And when it was first announced, Megapuss, Banhart’s full-band project with Greg Rogove and Fabrizio Moretti, looked like a way for him to step away from his persona. To really loosen up and lay back and goof around, instead of just building a careful image that implies those things. The result of this stepping-out on Surfing gives us a record that sounds every bit like a one-time affair by the band. An album full of silly songs that reveal no sort of long term ambitions for the group. It is, at least initially, a nice breath of fresh air.

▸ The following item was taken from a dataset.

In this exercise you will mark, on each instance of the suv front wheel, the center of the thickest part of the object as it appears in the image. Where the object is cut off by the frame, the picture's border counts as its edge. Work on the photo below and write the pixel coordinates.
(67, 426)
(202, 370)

Surfing works best when the band sets the jokes aside. When they sound like they’re having fun, rather than trying to be funny. Opener “Crop Circle Jerk ’94”, despite having the goofiest name on the record, is one of the best songs. The wide-open echo of the guitar works well with Banhart’s warble and the song shuffles along with a relaxing, sun-soaked ease. “To the Love Within” might be repetitive and nonsensical, but its got a campfire sing-along feel that, though a tad schmaltzy, feels like what this project was supposed to be about in the first place: a charmingly loose collaboration between friends. In a similar way, the undulating sway of the title track is stretched out and euphoric and, along with the rollicking “Theme from Hollywood”, give off a thick layer of dudeness that cuts through the veneer of persona and gets at a more personal contentment, both for Banhart and the rest of the band.

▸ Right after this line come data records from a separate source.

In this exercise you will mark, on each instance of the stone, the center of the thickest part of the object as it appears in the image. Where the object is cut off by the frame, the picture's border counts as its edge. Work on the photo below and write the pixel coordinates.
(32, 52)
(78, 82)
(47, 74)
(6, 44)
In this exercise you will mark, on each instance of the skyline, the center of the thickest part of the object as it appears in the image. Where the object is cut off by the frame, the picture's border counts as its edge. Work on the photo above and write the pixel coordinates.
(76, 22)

These moments of guileless fun, however, are in the minority on Surfing. For each of those great moments, there are overworked joke songs that flat-out don’t work. And maybe part of their purpose is to be too goofy, to be easily dismissed, but that doesn’t excuse them from their fate as bad songs. Most are thickly composed, full of overwrought instrumentation to mask infantile or snarky lyrics. “Duck People Duck Man” has a carefully built, Spanish-touched folk background, but the spoken word verses speak of Trader Joe’s hummus. The classic psych-rock of “Hamman” is chock full of nostalgically twangy guitar riffs, but pines over pork products. The sock-hop slow-dance shuffle on “Chicken Titz” only exists as an excuse to cleverly croon the juvenile title over and over again.
And when the songs aren’t just out-and-out silly, they are hyper-knowing and cloyingly ironic. “Adam and Steve” could be light-hearted kook-pop, but instead Banhart and company use it to ape the saxophone riff from Wham’s “Careless Whisper”. “A Gun on His Hip and a Rose on His Chest” offers the opening line “Fuck the president/ in his asshole”, which is sung with too much of a smirk to make it controversial. The song then predictably substitutes police or Enron for the president as it repeats the same tired line.
Like much of the jokey stuff on Surfing, these songs are far more annoying than they are clever. And they don’t even begin to approach being funny. Because once again Banhart is stuck within the stiff constraints of his persona. The album comes off like it is supposed to sound loose, but it always feels very much under control and, more often than not, contrived. The best parts of this album show Banhart actually relaxing, actually having fun, giving something about himself — his actual self — away to us. But that must feel much more revealing than the album’s ridiculous cover art. Because Banhart always catches the small moments of honest feeling here, and defensively pulls back.
Like most of us, he finds it easier to hide behind a bad joke.